Accelerating Download With Multiple Machines Using Peer-To-Peer Networks

Computers download files from each other.

A peer-to-peer network will help a file be downloaded by multiple machines much faster, so P2P is a crucial concept to consider for Systems Design and Systems Design interviews.

A peer-to-peer (P2P) network is a computer network where all the connected devices, called peers, share resources directly without needing a central server. In a P2P network, each device acts as a client and a server, meaning it can request and provide resources simultaneously.

Think of it like a group of friends sitting in a circle, where everyone can share things directly. Instead of going through a central authority or relying on a single person to distribute resources, each friend can share their resources and access resources from others in the group.

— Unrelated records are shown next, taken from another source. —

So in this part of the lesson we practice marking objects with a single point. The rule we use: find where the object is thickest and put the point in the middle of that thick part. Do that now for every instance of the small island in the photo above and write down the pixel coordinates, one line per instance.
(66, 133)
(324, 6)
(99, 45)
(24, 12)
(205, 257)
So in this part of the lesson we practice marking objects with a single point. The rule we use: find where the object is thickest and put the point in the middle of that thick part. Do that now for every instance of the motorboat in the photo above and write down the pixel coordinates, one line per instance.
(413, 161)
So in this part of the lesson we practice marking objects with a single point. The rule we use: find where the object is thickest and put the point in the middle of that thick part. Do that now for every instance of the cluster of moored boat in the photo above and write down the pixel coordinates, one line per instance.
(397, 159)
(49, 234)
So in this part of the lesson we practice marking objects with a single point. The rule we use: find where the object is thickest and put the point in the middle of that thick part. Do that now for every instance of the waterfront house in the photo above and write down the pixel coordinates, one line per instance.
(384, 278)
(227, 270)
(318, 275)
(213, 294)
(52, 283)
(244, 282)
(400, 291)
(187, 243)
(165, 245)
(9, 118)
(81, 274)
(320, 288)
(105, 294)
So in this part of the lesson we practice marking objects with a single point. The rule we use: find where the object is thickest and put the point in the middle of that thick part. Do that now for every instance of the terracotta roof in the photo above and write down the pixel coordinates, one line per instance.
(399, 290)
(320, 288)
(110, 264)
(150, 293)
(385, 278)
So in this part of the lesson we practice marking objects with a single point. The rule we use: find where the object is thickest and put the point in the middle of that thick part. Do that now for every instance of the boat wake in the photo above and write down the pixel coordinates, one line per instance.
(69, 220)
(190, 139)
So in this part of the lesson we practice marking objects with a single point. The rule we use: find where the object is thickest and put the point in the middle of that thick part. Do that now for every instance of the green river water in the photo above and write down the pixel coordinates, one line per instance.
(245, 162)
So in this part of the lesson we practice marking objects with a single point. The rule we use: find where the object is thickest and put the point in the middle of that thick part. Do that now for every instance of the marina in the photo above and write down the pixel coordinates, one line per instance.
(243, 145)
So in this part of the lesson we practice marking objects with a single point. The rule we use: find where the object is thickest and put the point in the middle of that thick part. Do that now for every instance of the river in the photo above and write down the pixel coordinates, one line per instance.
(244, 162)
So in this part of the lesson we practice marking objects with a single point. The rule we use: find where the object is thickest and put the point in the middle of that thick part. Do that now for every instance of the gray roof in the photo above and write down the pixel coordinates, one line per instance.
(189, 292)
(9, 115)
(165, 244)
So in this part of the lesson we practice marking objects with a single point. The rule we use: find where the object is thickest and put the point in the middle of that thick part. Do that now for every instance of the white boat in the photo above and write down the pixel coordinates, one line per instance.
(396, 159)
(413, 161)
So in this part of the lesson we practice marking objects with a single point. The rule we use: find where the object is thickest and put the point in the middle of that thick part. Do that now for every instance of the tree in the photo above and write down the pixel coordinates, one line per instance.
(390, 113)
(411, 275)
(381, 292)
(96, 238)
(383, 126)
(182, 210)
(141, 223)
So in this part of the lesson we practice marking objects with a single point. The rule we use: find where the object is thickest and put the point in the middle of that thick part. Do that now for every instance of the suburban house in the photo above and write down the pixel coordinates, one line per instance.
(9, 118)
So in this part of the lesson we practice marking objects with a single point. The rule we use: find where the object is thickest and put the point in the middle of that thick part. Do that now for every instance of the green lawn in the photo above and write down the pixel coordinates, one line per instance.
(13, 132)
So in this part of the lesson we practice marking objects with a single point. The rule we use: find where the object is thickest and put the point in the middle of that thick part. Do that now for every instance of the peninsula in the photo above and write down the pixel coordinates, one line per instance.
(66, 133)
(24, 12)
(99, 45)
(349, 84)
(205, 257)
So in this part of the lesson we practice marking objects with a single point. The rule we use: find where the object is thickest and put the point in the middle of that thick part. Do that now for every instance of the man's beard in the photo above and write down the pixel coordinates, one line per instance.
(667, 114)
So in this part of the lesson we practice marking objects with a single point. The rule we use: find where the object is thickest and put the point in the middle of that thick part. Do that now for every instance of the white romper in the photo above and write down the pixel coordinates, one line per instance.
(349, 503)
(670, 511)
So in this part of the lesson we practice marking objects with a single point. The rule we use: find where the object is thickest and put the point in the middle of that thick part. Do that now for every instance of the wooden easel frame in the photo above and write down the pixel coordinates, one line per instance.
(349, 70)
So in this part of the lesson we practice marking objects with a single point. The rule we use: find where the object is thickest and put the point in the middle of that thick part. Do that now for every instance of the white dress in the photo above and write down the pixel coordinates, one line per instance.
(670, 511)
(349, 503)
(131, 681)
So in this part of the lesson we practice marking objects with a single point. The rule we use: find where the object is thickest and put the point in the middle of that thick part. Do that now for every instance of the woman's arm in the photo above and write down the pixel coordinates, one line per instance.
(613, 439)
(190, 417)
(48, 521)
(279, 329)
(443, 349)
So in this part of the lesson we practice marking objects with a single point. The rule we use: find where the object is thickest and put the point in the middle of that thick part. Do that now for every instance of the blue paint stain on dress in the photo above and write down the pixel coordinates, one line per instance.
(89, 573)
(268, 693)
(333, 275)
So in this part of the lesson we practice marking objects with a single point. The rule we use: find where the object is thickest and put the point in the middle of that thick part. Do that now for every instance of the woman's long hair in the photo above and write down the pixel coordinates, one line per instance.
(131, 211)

For example, in a file-sharing P2P network, if you have a file that someone else wants, they can download it directly from your computer, and vice versa. This direct sharing of resources among peers allows for decentralized and distributed file sharing, communication, or any other type of collaboration within the network.

We often use P2P networks for applications like file sharing (e.g., BitTorrent), decentralized cryptocurrencies (e.g., Bitcoin), torrent downloads, and communication platforms (e.g., Zoom). They offer advantages such as increased scalability, fault tolerance, and the ability to operate without relying on a single point of failure.

What is the problem Peer-To-Peer Networks Solve?

If 10 machines download 100MB from one machine with an upload speed of 10 Mbps, and each machine has an internet speed of 100 Mbps with no latency, we can calculate the time it would take for all the machines to complete the download.

First, let’s convert the file size and network speeds to the same units:

100MB = 800 Mb (1 byte = 8 bits)
10 Mbps = 10 Mb/s (megabits per second)
100 Mbps = 100 Mb/s (megabits per second)

To calculate the time required for a single machine to download the file:
Time = File Size / Download Speed
Time = 800 Mb / 100 Mb/s
Time = 8 seconds

Since there are 10 machines, and each machine takes 8 seconds to download the file, we can calculate the total time required for all machines to finish downloading:

Total Time = Time per Machine * Number of Machines
Total Time = 8 seconds * 10
Total Time = 80 seconds

Therefore, it would take a total of 80 seconds for all 10 machines to download 100MB from the machine with an upload speed of 10 Mbps, assuming no latency or network bottlenecks.

10 machines download 10 MB from one machine with 10 Mbps of upload.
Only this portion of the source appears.